Saturday, April 11, 2020

Review: Mornings on Horseback: The Story of an Extraordinary Family, a Vanished Way of Life, and the Unique Child Who Became Theodore Roosevelt

Mornings on Horseback: The Story of an Extraordinary Family, a Vanished Way of Life, and the Unique Child Who Became Theodore Roosevelt Mornings on Horseback: The Story of an Extraordinary Family, a Vanished Way of Life, and the Unique Child Who Became Theodore Roosevelt by David McCullough
My rating: 3 of 5 stars

First of all, this book is excellent. It portrays Teddy Roosevelt with all his eccentricities, his privileged upbringing and his tragedies (losing both his wife and mother to different diseases right after his daughter is born, on February 14th). It also discusses his family, the people around him and the times he was living in.

Unfortunately, this is not a biography, but just a biography through his 29th year. It only ever mentions his presidency and Nobel peace prize (and mayorship) in the afterword, and just very briefly.
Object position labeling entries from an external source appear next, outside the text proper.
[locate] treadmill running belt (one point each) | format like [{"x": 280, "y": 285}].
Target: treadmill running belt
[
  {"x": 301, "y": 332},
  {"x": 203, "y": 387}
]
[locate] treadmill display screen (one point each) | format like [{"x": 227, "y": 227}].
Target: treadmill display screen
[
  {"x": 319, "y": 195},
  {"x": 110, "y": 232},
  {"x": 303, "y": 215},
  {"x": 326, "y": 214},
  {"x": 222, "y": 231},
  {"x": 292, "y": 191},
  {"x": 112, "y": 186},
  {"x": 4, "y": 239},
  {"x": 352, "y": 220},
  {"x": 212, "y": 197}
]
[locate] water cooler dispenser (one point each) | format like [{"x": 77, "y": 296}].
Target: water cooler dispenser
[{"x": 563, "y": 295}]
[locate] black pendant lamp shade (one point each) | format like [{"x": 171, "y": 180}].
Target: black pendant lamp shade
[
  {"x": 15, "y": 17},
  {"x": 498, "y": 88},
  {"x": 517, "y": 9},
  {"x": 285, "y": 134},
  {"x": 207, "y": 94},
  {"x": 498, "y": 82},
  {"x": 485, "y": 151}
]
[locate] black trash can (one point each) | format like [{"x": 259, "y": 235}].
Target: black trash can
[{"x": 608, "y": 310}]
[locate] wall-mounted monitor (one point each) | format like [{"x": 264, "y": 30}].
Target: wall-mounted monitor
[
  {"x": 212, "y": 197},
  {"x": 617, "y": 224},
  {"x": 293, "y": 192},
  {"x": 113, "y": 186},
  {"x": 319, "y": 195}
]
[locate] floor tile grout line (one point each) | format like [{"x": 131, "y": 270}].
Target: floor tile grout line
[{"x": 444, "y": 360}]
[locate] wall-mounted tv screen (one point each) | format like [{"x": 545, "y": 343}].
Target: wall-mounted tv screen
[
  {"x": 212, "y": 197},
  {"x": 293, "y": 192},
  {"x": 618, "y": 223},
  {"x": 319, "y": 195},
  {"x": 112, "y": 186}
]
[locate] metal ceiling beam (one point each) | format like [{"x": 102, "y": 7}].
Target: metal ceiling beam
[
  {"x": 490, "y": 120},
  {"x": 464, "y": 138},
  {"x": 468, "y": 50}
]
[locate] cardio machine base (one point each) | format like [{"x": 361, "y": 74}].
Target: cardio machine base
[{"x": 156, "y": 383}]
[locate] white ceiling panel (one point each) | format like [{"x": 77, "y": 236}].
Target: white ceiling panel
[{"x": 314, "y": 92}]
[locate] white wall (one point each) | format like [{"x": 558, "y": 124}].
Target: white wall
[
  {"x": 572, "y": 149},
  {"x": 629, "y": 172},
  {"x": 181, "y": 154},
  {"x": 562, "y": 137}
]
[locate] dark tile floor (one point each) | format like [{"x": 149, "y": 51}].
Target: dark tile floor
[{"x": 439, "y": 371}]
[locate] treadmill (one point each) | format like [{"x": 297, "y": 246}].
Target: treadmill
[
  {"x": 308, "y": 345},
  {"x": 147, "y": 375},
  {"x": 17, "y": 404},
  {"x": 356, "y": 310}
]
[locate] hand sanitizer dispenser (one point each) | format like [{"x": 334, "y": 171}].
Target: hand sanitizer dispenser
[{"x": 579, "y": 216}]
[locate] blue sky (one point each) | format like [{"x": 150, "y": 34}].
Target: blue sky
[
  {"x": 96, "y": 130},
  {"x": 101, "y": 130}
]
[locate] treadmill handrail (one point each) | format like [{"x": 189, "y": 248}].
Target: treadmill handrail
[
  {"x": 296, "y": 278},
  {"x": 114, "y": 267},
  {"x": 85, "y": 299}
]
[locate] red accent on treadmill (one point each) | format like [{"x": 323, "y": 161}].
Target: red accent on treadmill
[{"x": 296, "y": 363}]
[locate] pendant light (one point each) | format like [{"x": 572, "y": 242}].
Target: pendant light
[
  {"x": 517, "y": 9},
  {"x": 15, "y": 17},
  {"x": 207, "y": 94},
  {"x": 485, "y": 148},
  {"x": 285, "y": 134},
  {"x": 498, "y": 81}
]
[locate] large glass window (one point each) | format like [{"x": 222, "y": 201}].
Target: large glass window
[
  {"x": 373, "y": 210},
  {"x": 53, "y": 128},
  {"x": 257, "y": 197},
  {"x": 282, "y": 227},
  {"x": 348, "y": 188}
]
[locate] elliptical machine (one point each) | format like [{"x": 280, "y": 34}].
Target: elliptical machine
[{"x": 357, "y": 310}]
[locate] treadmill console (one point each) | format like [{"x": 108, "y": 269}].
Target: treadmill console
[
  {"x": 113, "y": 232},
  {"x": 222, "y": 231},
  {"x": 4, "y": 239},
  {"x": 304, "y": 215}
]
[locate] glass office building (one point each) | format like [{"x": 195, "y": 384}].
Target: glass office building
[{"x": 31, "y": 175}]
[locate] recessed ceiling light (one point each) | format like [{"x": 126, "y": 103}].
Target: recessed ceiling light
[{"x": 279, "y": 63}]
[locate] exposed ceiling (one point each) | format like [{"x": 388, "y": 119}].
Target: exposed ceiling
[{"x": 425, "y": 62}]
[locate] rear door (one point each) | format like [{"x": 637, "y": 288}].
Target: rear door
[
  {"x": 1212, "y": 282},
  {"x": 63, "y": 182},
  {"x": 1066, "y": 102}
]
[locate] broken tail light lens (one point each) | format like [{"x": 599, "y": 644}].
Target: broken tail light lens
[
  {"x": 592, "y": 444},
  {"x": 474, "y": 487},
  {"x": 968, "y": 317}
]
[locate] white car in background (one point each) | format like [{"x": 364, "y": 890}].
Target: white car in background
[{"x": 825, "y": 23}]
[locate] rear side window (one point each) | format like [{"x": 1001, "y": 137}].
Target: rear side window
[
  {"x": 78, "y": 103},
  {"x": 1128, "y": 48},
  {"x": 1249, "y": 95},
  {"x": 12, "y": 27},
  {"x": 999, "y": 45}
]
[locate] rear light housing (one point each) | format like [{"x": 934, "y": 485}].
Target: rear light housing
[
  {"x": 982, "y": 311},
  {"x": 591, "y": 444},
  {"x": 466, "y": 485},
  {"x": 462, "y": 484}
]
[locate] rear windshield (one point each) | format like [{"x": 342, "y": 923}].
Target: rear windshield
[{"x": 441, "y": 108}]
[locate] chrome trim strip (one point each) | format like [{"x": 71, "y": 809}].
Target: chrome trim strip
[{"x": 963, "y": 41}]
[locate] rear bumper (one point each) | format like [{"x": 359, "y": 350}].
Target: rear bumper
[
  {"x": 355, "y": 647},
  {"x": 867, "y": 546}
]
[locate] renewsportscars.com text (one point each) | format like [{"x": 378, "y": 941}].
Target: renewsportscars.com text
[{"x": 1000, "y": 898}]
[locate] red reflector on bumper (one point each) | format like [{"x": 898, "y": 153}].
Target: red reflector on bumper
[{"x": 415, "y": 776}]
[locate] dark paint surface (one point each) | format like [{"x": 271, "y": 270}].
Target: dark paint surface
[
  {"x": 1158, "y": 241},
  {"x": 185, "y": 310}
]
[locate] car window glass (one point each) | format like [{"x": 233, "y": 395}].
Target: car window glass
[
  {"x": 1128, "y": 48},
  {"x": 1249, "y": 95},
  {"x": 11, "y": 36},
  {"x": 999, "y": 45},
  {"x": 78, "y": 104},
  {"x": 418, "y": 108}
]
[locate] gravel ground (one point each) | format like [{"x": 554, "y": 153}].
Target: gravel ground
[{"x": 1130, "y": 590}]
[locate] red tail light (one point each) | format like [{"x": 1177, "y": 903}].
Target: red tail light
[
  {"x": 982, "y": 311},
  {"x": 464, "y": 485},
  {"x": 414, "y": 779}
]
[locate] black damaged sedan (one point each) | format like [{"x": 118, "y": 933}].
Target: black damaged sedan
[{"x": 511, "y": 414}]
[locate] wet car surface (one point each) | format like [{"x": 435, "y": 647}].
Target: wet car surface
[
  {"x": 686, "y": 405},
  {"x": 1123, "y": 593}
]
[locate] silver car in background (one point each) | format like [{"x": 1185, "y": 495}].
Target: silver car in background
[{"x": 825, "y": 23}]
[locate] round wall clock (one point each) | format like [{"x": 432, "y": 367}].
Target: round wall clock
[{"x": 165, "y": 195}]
Having the subtitle "The story of ... the unique child who became Theodore Roosevelt" isn't exactly clear about not covering his adulthood.

So this just seemed misleading. Of course, calling it Theodore Roosevelt's life up to 29 years of age, or Teddy's youth, might not sell as many books.

Now I'm wondering if I should tackle another biography to actually read about his presidency, or just continue on to Taft.

Anyway, 5 stars for content. 1 star for being misleading. 3 stars overall I guess.